De ce fait, pour se donner un espace de liberté, les créateurs d'utopies ont toujours ou presque situé leur projet social sur une île (isola).
Quid de l'internet en tant qu'utopie?
L'internet, au contraire, n'est pas une utopie située, isolée sur une île, fut-elle imaginaire (Ce qu'on pourrait appeler utopie-bocal, ou culture in-vitro). L'utopie de l'internet est, bien au contraire, dans le fait même qu'il n'y a plus d'île. Que plus personne n'est isolé. C'est l'abolition du local au bénéfice du global. C'est l'u-topie par définition, l'utopie au sens étymologique du mot : sur le réseau, on est "nulle part", "hors-lieu"… (De là à dire qu'on est "délocalisé"…)

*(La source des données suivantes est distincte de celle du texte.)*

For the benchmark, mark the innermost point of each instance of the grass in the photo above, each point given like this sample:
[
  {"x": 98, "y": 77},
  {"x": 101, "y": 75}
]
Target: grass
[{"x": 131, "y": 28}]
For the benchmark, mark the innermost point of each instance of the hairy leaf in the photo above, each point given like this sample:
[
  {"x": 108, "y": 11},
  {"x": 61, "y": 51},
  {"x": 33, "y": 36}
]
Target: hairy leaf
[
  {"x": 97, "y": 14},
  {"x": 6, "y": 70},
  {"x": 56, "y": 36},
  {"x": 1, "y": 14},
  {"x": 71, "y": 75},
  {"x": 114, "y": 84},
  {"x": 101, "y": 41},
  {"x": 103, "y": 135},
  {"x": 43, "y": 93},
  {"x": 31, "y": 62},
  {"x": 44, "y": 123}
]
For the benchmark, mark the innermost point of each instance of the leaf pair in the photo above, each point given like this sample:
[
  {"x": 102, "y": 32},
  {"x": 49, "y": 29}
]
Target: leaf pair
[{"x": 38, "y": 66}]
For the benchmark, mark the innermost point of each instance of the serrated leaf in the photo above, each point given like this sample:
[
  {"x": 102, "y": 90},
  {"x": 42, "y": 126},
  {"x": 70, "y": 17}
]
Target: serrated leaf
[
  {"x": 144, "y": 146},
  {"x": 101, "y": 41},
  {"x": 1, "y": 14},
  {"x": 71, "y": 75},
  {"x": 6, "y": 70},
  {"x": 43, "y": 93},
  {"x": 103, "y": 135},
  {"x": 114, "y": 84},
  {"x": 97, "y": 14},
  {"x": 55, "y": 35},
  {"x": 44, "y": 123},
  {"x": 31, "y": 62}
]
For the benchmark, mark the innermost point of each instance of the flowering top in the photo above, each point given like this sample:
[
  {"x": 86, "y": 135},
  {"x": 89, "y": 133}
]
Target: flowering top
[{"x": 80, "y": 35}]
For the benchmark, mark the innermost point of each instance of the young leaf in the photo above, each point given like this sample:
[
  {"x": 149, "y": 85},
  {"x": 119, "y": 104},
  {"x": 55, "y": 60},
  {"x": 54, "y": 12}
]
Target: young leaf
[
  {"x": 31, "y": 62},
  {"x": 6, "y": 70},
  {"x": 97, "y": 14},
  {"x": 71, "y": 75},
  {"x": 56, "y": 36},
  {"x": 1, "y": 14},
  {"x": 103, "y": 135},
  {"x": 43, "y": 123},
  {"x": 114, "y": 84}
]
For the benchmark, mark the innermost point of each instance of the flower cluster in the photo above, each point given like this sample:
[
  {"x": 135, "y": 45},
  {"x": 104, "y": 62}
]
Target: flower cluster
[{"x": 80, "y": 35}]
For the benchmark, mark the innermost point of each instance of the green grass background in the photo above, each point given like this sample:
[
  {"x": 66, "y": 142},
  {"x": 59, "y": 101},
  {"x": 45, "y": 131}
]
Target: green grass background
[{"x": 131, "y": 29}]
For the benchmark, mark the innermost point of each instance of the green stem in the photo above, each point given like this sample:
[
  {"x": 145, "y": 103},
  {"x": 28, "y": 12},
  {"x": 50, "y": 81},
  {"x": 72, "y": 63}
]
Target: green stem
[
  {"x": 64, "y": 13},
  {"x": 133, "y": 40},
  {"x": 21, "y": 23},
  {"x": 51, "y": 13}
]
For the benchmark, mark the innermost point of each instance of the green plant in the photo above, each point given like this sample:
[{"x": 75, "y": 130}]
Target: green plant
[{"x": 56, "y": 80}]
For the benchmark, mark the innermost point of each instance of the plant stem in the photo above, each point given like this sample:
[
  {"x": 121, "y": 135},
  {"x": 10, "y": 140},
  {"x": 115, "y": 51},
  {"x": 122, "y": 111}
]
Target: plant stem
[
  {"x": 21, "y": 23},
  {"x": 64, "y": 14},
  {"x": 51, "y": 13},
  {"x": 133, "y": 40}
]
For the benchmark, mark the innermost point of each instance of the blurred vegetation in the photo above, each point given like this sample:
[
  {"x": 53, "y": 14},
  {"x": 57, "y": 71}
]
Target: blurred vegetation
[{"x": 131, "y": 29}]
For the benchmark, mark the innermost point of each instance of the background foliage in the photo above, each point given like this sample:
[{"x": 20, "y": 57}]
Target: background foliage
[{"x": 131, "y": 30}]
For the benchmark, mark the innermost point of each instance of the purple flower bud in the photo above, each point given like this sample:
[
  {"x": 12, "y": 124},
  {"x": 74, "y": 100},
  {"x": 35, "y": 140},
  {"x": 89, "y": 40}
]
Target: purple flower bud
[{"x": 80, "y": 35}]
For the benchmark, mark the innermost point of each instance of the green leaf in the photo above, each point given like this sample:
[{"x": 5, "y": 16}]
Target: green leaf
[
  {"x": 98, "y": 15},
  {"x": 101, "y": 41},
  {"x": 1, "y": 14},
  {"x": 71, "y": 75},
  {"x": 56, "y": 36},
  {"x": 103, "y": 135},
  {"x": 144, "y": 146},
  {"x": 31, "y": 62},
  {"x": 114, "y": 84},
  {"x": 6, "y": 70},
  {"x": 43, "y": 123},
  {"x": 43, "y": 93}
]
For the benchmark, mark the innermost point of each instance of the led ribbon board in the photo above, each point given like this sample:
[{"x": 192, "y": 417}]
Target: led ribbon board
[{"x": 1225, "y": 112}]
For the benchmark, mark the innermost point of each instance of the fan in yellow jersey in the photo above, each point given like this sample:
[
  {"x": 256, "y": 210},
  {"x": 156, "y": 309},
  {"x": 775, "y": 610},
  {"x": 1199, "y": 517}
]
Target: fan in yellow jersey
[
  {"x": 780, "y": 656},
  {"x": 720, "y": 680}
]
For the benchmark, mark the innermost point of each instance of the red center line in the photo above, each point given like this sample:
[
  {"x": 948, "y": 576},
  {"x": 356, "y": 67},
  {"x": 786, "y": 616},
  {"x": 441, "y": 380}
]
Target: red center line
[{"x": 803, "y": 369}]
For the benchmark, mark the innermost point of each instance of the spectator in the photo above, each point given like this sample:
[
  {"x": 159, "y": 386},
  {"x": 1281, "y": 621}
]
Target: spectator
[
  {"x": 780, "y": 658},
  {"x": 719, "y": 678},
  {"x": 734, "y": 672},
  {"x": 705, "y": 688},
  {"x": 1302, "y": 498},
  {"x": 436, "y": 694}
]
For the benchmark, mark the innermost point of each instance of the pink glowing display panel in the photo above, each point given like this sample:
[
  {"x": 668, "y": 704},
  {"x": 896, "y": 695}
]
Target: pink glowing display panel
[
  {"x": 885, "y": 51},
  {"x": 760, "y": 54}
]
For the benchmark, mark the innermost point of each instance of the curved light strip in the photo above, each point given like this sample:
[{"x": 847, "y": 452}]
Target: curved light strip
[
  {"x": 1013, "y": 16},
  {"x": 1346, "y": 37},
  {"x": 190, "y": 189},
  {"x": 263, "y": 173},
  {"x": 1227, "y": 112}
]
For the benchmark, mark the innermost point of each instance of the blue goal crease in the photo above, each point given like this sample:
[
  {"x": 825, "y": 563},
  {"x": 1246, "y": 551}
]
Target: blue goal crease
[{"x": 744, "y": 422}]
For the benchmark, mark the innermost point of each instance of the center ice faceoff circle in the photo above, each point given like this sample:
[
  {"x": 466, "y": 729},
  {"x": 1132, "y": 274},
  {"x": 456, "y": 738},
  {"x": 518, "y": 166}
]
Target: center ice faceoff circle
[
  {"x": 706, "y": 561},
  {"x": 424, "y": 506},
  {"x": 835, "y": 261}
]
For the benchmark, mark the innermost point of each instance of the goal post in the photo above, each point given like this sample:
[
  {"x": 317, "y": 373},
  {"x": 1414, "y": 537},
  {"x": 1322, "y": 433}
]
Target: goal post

Le contenu du réseau est universel (ou se veut universel, ou tend à l'universel). Le réseau, ce n'est pas un livre, c'est tous les livres (ou ça y tend). C'est la bibliothèque absolue, totale. On y trouve "tout". Mais ce "tout" est relatif, bien sûr, puisque tout est relatif. Cet universel est à considérer toujours comme entre guillemets. Cela dit, à l'échelle humaine, c'est assez proche de l'infini.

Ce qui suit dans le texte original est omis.